第5位は白河小峰城(福島県白河市)。盛岡城(岩手県盛岡市)、会津若松城(福島県会津若松市)と並んで「東北の石造りの三名城」とされるが、なかでも白河小峰城の二段重ねの石垣は軍艦のようで壮観だ。

また、本丸には天守の代用だった三重御櫓が木造で復元されている。戊辰戦争の激しい戦いの舞台にもなったこの城の建造物は、明治維新の時期にみな失われたが、三重御櫓は複数の絵図のほか文献資料や発掘調査の結果をもとに、平成3年(1991)に伝統工法による木造で蘇った。天守など城郭建造物を木造で復元するブームの呼び水になった建築である。

白河小峰城、復元天守(写真=baku13/CC-BY-SA-2.1-JP/Wikimedia Commons

もう一つ、この城にいま注目すべきなのは、老中首座として寛政の改革を主導した松平定信の居城だったから。定信は来年のNHK大河ドラマ「べらぼう~蔦重栄華乃夢噺~」の重要人物。その城を「予習」しておくのも悪くない。

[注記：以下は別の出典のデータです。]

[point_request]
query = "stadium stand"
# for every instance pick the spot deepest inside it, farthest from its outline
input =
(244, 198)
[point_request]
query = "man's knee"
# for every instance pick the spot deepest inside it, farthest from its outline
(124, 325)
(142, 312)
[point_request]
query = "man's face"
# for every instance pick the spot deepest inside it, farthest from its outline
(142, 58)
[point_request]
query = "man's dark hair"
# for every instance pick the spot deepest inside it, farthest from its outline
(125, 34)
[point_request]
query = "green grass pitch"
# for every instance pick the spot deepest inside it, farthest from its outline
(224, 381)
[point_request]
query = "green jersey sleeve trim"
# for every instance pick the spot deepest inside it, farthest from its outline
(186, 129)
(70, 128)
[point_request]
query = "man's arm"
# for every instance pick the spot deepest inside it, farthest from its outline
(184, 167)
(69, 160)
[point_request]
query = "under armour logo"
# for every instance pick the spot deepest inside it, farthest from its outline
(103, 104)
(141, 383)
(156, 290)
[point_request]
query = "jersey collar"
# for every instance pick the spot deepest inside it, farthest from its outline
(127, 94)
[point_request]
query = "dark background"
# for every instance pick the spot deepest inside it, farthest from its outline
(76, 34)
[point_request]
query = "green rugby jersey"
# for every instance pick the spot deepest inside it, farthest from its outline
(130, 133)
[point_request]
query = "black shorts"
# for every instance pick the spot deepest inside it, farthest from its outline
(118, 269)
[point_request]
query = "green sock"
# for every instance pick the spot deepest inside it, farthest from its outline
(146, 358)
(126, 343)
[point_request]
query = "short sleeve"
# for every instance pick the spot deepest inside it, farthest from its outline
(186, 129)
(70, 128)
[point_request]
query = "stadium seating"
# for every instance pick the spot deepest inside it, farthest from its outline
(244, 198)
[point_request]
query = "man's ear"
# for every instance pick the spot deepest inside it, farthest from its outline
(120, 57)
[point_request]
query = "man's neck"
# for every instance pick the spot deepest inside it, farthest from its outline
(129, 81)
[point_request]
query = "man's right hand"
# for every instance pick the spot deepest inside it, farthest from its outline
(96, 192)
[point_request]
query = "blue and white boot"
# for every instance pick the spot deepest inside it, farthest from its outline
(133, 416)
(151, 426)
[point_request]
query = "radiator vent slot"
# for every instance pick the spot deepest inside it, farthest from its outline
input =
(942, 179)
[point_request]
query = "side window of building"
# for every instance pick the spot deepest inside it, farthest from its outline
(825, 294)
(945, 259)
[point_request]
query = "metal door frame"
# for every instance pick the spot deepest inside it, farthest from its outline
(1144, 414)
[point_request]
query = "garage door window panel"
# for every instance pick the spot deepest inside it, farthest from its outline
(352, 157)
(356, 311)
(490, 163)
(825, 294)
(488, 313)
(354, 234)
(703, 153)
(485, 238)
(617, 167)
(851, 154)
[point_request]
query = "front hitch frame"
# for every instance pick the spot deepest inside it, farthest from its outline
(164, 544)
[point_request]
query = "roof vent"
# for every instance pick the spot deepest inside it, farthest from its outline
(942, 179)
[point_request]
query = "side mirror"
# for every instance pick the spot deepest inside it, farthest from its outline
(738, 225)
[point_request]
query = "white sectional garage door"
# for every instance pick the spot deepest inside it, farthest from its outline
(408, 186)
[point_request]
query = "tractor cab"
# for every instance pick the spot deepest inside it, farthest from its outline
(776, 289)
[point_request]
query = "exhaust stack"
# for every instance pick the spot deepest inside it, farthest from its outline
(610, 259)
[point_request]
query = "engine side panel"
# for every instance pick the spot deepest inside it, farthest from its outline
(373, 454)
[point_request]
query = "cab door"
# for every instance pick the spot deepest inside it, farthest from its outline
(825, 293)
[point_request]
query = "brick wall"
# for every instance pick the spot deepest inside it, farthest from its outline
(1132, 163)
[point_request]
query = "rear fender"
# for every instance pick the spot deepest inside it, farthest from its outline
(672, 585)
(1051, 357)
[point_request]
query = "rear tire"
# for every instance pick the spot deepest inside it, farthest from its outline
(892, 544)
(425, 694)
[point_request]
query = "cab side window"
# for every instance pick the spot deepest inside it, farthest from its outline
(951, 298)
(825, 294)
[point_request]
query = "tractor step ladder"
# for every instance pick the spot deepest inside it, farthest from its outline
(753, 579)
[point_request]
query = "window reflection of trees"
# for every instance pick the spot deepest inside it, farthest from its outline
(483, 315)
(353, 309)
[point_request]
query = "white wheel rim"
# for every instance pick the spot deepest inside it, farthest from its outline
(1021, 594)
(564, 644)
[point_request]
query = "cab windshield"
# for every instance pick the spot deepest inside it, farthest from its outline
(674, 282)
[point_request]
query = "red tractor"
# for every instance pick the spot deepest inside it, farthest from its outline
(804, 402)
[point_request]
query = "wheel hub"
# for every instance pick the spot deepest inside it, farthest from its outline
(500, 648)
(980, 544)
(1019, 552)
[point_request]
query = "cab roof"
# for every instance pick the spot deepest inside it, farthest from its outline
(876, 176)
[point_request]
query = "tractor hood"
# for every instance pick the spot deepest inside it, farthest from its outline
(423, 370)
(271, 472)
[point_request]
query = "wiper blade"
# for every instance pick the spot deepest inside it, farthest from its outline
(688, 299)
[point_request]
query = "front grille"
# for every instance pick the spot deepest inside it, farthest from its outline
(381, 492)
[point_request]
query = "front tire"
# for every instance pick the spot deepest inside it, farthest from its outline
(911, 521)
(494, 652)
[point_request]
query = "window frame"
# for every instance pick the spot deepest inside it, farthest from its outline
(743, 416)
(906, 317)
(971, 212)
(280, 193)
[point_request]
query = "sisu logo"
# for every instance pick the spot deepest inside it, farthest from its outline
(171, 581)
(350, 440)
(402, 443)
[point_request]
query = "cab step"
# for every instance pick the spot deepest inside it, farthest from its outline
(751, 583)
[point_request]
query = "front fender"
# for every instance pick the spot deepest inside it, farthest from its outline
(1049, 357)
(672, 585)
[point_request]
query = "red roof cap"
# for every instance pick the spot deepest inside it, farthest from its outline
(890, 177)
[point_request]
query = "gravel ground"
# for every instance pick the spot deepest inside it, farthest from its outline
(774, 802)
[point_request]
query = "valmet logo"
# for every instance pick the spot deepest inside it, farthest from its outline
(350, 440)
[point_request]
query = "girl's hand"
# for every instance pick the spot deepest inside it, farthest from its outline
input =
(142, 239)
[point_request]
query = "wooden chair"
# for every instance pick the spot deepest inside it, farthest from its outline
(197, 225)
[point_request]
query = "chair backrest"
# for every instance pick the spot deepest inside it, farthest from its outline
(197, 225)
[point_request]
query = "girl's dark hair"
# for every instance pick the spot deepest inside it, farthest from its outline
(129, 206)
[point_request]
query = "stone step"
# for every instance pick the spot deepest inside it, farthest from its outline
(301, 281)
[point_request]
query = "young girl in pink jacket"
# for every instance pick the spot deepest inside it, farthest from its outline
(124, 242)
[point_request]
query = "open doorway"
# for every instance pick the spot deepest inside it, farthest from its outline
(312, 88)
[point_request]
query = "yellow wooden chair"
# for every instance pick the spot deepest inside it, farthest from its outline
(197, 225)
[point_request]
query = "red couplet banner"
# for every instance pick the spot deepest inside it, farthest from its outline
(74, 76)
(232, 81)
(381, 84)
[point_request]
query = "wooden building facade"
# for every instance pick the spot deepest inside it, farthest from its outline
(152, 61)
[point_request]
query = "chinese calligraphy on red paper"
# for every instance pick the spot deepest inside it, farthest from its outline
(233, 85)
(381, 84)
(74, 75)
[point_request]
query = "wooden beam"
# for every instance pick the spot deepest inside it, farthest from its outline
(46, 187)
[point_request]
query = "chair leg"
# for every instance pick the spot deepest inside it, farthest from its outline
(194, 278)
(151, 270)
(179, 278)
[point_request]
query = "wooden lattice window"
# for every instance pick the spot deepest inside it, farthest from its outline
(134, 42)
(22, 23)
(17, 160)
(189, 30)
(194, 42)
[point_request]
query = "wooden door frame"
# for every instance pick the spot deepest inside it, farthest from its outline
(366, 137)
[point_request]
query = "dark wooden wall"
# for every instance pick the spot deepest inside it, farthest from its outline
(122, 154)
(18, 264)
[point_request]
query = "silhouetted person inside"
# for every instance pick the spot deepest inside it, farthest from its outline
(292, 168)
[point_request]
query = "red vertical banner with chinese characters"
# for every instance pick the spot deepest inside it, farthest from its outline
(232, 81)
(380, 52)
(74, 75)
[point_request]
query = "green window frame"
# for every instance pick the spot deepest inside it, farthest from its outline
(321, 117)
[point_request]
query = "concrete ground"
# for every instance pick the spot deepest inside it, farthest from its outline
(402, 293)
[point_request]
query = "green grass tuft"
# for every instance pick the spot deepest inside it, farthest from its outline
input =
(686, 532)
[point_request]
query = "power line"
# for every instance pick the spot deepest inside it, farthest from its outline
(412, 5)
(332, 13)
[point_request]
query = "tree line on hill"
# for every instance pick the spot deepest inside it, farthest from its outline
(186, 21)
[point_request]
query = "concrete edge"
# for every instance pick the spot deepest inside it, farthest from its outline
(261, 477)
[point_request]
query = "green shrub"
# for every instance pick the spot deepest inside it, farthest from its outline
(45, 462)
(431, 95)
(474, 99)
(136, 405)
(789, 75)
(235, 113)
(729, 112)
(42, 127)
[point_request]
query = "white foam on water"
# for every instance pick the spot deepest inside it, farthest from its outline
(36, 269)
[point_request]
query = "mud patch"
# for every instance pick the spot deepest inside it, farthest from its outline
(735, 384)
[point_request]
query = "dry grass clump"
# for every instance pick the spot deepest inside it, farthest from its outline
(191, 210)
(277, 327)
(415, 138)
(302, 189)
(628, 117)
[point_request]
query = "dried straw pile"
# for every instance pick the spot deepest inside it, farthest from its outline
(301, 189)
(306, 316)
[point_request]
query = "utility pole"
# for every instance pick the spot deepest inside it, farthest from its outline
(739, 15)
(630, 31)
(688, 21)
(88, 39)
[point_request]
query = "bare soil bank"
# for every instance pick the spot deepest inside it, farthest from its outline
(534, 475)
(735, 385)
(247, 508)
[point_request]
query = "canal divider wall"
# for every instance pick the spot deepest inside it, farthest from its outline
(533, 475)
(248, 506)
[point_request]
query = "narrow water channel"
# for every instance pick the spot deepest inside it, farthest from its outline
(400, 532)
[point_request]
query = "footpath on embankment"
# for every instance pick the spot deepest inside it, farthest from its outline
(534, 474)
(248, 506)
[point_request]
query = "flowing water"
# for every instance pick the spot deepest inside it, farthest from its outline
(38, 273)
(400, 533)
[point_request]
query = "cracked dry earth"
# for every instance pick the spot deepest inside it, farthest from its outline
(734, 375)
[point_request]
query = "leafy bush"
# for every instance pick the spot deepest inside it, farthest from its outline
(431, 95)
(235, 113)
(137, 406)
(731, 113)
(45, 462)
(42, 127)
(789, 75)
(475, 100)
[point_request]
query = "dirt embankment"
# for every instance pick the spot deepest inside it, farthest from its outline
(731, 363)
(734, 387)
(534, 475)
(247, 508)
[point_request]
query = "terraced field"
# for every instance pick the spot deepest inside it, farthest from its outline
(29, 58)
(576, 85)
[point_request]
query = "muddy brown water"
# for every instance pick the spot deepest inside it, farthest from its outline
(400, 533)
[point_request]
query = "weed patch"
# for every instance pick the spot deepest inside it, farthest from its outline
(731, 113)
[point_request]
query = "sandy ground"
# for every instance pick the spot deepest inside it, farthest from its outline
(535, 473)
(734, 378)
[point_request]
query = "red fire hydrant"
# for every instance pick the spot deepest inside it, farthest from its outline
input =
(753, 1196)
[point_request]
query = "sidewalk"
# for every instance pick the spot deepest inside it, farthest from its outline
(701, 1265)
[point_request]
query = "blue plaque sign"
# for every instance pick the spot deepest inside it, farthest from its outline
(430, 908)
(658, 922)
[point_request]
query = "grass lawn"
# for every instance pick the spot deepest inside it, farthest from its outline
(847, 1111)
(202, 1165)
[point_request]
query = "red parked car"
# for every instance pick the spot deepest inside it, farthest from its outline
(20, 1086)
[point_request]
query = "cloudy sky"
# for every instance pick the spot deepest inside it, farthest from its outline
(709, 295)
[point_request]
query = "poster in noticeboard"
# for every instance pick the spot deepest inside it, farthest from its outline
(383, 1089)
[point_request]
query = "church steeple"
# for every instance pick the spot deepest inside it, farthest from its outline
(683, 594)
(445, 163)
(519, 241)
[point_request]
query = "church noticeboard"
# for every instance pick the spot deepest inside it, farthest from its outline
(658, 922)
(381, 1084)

第4位には名古屋城(名古屋市中区)を挙げておく。天守の木造復元は大幅に遅れているが、平成30年(2018)に復元工事が完了した本丸御殿を鑑賞するだけでも、十分に価値がある。炎天下を避けて屋内で鑑賞できるのも、この夏向きだ。

昭和20年(1945)5月に焼夷弾を落とされ、天守とともに焼失した本丸御殿は、「近世城郭御殿の最高傑作」と呼ばれていた。訪れればその理由はわかる。将軍が上洛の途中で宿泊する特別な施設で、とりわけ3代将軍徳川家光のために増築された上洛殿は、贅が尽くされ最高の格式を誇る。

名古屋城本丸御殿(写真=Bariston/CC-BY-SA-4.0/Wikimedia Commons

戦前の姿に近づいた名古屋城天守

旧本丸御殿を飾っていた襖絵や天井板絵は、空襲の直前に取り外されていて戦火を逃れた。また、取り外せない障壁画なども、多数の写真が残されていた。復元された御殿は、それらをもとに精密に復元模写された障壁画で飾られている。部屋ごとにテーマを変えて描き分けられたこれら絵画や装飾を楽しむだけでも満足できる。

また、昭和34年(1959)に外観復元された天守は、耐震性が不足しており中に入れないままだが、先ごろ最上階の窓ガラスの一部が白いパネルで覆われた。戦後の天守は眺望を確保するために、戦前の2倍の大きさの窓ガラスが付けられていたが、これで焼失前の姿に近づいた。ちょうど今夏からその姿を眺められるのである。

どんなに暑くても、やはり世界遺産の姫路城(兵庫県姫路市)は外せない。第3位に入れたい。大天守をはじめ8棟が国宝に、74棟が重要文化財に指定されている姫路城。石垣とその上に建てられた白亜の櫓や門、塀が重層的に折り重なり、その頂に3棟の小天守に囲まれた大天守がそびえる景観が、唯一無二の圧倒的な美しさをたたえている。

とくに古風な装飾がほどこされた菱の門から内側の内郭を歩くと、美しさの理由を解明できる。現在の姫路城は、慶長5年(1600)の関ヶ原合戦後に池田輝政が整備したものだが、その前には羽柴秀吉が築いた城があった。